田中信太郎《一羽の鳥の為に》(1989)



西野康造《風の中で(瀬戸田)》(1989)




山本正道《海からの贈物》(1993)



高根島から高根大橋を望む。高根大橋、ただ今改修中で、交互一方通行だった。




保田春彦《球を包む幕舎》

−島の西側・瀬戸田サンセットビーチ周辺 このあたりは向かい風のため、自転車で走るにはちょっと難儀だった。逆回りで島を一周するサイクリストたちはびゅんびゅん飛ばしているのに対し、こちらはふらふらと…途中、トイレに寄った際に鏡で見たら、髪の毛がすごいことになっていた笑 この周辺の作品は、海の中や海岸に設置されていた。今回はちょうど満潮の頃合いだったが、海の中に設置されている作品は潮の満ち干で見え方がずいぶん違う印象のようだ。

新宮晋《波の翼》(1991)



宮脇愛子《うつろひ》



山口牧生《ねぞべり石》



眞板雅文《空へ》



植松奎二《凪のとき 赤い形/傾》



松永真《千里眼

  • 島の南側 多々羅大橋を過ぎて、島の南側に出る。やはり海近くに、3作品がやや距離を置いて、設置されている(南側には、瀬戸田シトラスパークに1基設置されているが、今回は割愛)。道も多少アップダウンがあるものの、それほど苦にはならない。


海老塚耕一《空/海 YURAGI》。北川精機瀬戸田荘の前、海に突きでたコンクリートの上に設置。


海老塚作品の近くから、生口島大三島を結ぶ多々羅大橋を望む。


川上喜三郎《ベルベデール瀬戸田》。潮が引いているときは、作品まで歩いて行けるらしい。場所は萩バス停の手前の道を入ったところ。廃校になった小学校の隣の浜べ。

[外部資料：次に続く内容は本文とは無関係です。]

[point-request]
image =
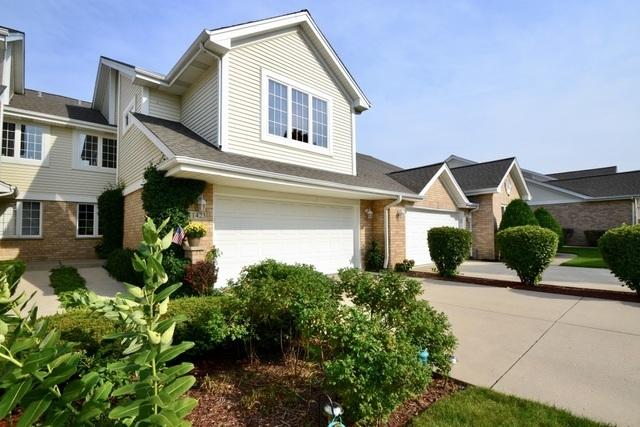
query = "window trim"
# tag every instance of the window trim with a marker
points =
(17, 140)
(289, 141)
(96, 218)
(18, 224)
(79, 164)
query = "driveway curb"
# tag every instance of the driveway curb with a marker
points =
(549, 289)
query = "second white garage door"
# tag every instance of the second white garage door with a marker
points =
(249, 230)
(418, 223)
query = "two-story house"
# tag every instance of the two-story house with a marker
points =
(57, 155)
(265, 113)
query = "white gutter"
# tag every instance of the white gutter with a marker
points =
(387, 232)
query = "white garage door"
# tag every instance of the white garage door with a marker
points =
(249, 230)
(418, 223)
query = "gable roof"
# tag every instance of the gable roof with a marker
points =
(181, 142)
(611, 185)
(57, 105)
(607, 170)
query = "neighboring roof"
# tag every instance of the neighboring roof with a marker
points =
(584, 173)
(57, 105)
(416, 178)
(482, 176)
(612, 185)
(181, 141)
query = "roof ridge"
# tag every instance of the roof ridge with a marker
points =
(484, 163)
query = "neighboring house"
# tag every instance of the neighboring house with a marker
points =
(591, 199)
(57, 155)
(491, 185)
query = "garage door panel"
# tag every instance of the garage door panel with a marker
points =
(417, 225)
(250, 230)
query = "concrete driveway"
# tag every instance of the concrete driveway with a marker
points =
(580, 277)
(575, 353)
(36, 279)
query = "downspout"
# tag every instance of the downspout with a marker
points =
(387, 231)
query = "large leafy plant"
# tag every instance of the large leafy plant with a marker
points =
(155, 394)
(36, 368)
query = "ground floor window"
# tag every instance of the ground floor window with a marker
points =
(88, 224)
(20, 219)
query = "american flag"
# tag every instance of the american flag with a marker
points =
(178, 237)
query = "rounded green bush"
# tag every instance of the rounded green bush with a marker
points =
(620, 248)
(527, 249)
(546, 220)
(516, 214)
(448, 248)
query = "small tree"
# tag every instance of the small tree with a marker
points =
(546, 220)
(448, 248)
(517, 213)
(527, 249)
(620, 248)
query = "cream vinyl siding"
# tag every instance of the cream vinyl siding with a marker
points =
(291, 56)
(200, 106)
(136, 152)
(164, 105)
(57, 175)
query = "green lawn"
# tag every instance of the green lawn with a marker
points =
(586, 257)
(480, 407)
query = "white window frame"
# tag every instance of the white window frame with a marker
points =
(18, 224)
(96, 218)
(44, 146)
(289, 141)
(78, 163)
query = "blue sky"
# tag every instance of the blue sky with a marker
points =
(555, 83)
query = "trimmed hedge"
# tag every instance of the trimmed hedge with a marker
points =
(448, 248)
(516, 214)
(546, 220)
(620, 248)
(527, 249)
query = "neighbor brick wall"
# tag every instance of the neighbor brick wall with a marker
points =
(591, 216)
(58, 242)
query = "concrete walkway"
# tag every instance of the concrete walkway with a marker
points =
(575, 353)
(580, 277)
(36, 279)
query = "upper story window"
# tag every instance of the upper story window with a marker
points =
(31, 139)
(295, 115)
(97, 152)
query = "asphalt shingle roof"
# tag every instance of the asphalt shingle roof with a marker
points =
(57, 105)
(371, 172)
(480, 176)
(612, 185)
(608, 170)
(416, 178)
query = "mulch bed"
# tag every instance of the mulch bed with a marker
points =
(550, 289)
(283, 393)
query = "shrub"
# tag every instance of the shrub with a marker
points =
(195, 230)
(65, 281)
(516, 214)
(546, 220)
(276, 299)
(528, 250)
(448, 248)
(111, 208)
(119, 267)
(374, 257)
(404, 266)
(593, 236)
(620, 248)
(201, 277)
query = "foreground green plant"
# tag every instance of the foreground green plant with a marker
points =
(36, 368)
(155, 395)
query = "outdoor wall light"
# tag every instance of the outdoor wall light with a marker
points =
(369, 213)
(202, 204)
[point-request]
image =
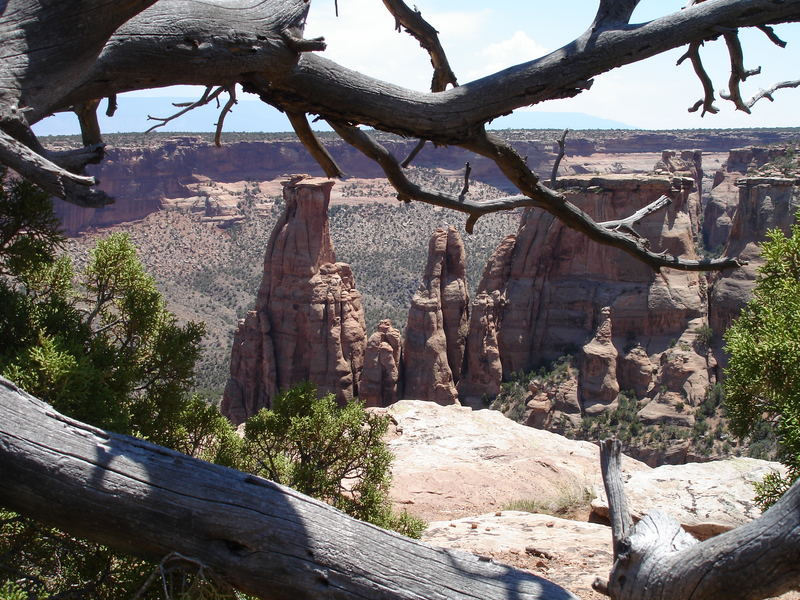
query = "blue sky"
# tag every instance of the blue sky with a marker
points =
(481, 38)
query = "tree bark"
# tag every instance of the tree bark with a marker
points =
(657, 560)
(262, 538)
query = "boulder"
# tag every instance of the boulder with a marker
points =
(452, 461)
(569, 553)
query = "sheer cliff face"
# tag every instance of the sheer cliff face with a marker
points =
(309, 322)
(550, 291)
(433, 350)
(761, 204)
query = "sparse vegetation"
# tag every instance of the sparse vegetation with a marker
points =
(570, 502)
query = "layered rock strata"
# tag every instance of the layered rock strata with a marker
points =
(764, 203)
(435, 337)
(380, 377)
(308, 323)
(555, 287)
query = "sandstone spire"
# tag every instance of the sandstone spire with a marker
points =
(308, 323)
(437, 322)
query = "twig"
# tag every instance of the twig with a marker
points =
(312, 144)
(87, 118)
(112, 105)
(535, 195)
(561, 151)
(225, 110)
(207, 97)
(770, 33)
(768, 93)
(428, 38)
(628, 223)
(465, 189)
(621, 521)
(413, 154)
(301, 44)
(707, 102)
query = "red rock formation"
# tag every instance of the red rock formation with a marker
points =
(724, 196)
(380, 376)
(598, 375)
(433, 349)
(763, 203)
(308, 323)
(558, 287)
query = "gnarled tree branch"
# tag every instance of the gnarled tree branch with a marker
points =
(260, 537)
(657, 560)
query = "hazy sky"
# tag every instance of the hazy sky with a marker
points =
(481, 38)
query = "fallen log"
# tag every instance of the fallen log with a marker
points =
(262, 538)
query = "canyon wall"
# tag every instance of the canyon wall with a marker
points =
(142, 172)
(308, 324)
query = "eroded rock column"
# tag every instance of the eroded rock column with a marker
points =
(309, 322)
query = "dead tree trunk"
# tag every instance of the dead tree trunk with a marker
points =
(657, 560)
(262, 538)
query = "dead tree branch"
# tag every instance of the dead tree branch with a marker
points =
(208, 96)
(768, 93)
(657, 560)
(707, 101)
(561, 151)
(224, 113)
(413, 154)
(428, 38)
(313, 145)
(738, 71)
(260, 537)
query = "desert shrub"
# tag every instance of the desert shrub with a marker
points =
(762, 387)
(336, 454)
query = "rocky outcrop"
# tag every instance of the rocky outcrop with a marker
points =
(308, 323)
(380, 377)
(557, 287)
(452, 462)
(433, 350)
(763, 203)
(706, 498)
(483, 370)
(724, 196)
(598, 379)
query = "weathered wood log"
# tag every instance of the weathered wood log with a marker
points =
(657, 560)
(260, 537)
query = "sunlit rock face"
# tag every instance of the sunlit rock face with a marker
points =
(435, 337)
(308, 324)
(550, 291)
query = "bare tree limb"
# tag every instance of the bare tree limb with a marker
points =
(313, 145)
(413, 154)
(770, 33)
(49, 176)
(628, 223)
(561, 151)
(262, 538)
(223, 113)
(428, 38)
(87, 118)
(707, 102)
(738, 71)
(465, 189)
(768, 93)
(208, 96)
(658, 560)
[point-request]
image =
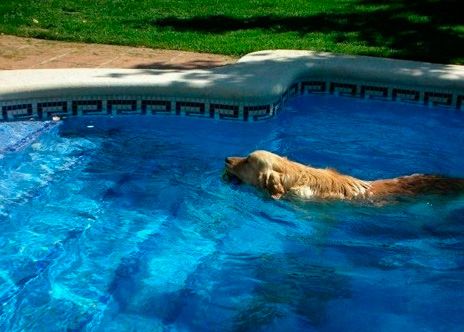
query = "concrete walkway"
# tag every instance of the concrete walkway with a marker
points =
(29, 53)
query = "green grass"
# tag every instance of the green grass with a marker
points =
(429, 30)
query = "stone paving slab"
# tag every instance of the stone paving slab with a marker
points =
(29, 53)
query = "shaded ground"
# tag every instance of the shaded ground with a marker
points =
(427, 30)
(27, 53)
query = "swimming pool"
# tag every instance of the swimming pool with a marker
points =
(125, 224)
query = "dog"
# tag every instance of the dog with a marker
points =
(281, 177)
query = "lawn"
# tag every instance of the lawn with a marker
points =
(429, 30)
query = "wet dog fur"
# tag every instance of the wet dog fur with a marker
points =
(281, 177)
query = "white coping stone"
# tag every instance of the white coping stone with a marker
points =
(260, 77)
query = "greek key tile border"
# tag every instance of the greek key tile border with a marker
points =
(47, 109)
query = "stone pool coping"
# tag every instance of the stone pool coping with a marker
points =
(254, 88)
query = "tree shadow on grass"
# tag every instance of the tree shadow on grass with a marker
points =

龍明神。場所は生口島開発総合センターの手前(西側)の道を入った海縁。


ご神体は、大きな岩。その上に木がこんもりと茂っている。


鳥居の右隣に、青木野枝《塩池》(1999)


左側の少し奥まったところに、もう一つの《塩池》

  • 島の北東側 青木野枝作品から先、島の半周分ぐらいは野外彫刻がなく、風の影響もほとんどないので、ここからは自転車を飛ばした。もっと時間がかかるかなと思ったが、30分ほどで生口橋に到達。生口橋の先に岡本敦生作品があった。このあたりは、午前中、土生港から瀬戸田に向かうバスでも走った道で、岡本作品を見たのは、早朝の船からと午前中のバスの窓からに続いて、今日3回目。今度は間近でじっくりと観る。バスは途中から人家のある少し海から離れた道を走ったが、自転車でこのままずっと海縁の道を走る。このあたりで、また向かい風が吹き、走りづらくなる。途中、B&G海洋センターに立ち寄り、前庭の崔在銀作品を観覧。これで、一応予定の作品はすべて観覧した。


因島生口島を結ぶ生口橋。こうして見ると、巨大な彫刻に見えなくもない。



岡本敦生《地殻》。銘板に「第16回現代日本彫刻展・神奈川県立近代美術館賞授賞作品」「瀬戸田町合併40周年記念」とある。



岡本作品の近くから生口橋を望む。



崔在銀《地上と地下の間で》。これだけ見ると、これはいったい何?という感じだが、中をのぞき込むと、その方向によって、周囲と同じ芝地に見えたり、あるいは、掘り込まれて、水がたまった穴に見えたりする。ちょっと不思議な感じだ。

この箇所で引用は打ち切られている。